I am a Rotarian and a few month sago I was asked to produce the cover for our Rotary District's annual conference which was being held in Quebec City. I asked some of the members of this list if they would be so kind as to contribute a work of theirs for proper credit and some did .. thanks to all of you. Unfortunately "the powers that be" didnít think any of the photos I sent them were representative enough of Quebec city or jazzy enough, etc.....the client is always right, right? So, I searched and I found a painting that I quite liked and that I thought would do well for the cover. "The powers that be" agreed so I proceeded.

I contacted the museum where the painting hangs and they informed me that the artist still owns the rights and needed to confirm that we could use a photograph of the painting. I contacted the artist and he agreed. I then informed the museum and they told me that I further needed to submit a formal request to them to either a)use their official photograph of the painting to which they retained copyright even though the artist had granted permission to use 'a reproduction or b) request permission to photograph the painting myself with the understanding that my photography would be for the limited one time use on our cover.

I told them their official photo was fine as long as i had permission to copy it and use it on the cover with proper credit to the artist, the photographer and the museum. All permissions were granted but, even with as much speed as all could muster it still took two months of email (in two languages) and a number of phone calls. I also made a personal visit to the artist in Montreal and things could have taken even longer without that visit.

This is not meant ot be at all discouraging just to point out that copyright matters are frequently far more complicated than we think.

Bruno Di Nunzio
25-Aug-2004, 03:08
I would like to share with you my comments.

Ethical aspects:

I've been onored to receive a letter from the artist in which he congratulates with me asking to meet me. Even more when he asked me to make the shots for his personal catalogue after having told him that I am not a professional ( actually, I am an aeronautical engineer). So everything sound good but....but what about my shots. They are b&w not colour, they are interpretations not close-up pictures. For me they represent a new form of communication.

But sometimes I wonder if I have made something good and original or just some shots that maybe can be used for the catalogue. It's true, someone can say that I've only made some close-up photographs. I also had thoughts and doubts like this but believe me, when you see the pictures you will see something else it is like having grasped the soul from those scultpures. If you know the artist you recognaize him but the pictures I've made are driving you into a different world.

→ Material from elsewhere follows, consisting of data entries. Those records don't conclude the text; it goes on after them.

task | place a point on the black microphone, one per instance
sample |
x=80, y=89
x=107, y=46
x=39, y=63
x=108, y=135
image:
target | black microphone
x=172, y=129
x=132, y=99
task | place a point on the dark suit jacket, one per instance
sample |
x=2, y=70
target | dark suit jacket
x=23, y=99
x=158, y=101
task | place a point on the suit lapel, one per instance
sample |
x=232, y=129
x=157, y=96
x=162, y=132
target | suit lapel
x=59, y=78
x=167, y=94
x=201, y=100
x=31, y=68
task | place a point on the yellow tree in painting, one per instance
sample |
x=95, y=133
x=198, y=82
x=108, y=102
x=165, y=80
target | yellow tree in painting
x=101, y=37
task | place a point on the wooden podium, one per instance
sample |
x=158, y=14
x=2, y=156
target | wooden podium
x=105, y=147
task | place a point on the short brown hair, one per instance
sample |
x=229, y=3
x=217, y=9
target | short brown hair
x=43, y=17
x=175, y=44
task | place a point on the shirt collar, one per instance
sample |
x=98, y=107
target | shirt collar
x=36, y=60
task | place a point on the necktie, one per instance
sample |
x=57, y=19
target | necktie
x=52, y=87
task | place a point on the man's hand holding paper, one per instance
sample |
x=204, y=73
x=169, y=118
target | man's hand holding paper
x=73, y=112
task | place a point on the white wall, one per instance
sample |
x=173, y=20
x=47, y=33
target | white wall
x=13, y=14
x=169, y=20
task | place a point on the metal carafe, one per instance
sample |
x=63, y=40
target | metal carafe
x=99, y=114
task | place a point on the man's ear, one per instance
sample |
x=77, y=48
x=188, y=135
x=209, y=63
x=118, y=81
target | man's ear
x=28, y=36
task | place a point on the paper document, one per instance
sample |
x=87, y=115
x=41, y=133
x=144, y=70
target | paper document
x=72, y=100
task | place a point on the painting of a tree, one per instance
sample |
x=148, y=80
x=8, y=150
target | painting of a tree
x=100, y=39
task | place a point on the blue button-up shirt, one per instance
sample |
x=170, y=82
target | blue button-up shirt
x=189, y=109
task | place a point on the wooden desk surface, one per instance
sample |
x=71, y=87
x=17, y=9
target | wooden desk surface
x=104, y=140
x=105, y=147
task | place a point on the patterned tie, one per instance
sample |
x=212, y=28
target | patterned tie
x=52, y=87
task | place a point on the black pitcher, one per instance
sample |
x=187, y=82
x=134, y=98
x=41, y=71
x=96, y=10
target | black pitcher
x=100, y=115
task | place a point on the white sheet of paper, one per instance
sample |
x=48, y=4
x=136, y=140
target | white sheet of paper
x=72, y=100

I am not an artist but I believe that the work is original, very well made and it is worthy of a show.

Technical aspects:

What I have done it is original or not?

I have to find out the way to involve important people because of the importance of the artist but how can I involve these people since I am nothing? What kind of credits do I have?

On the other hand, I don't think the artist can have an active role for two reasons, first because I am the author and second because it would be a mix of contradiction and apology of himself.

I do feel very confused and I think this situation is a mess as soon as it goes out from the walls of my house. May be I am pretending to much.

Ted, thanks for your words. I am dealing with a great artist. I don't want to spoil it all, but I think I need to understand what I have done.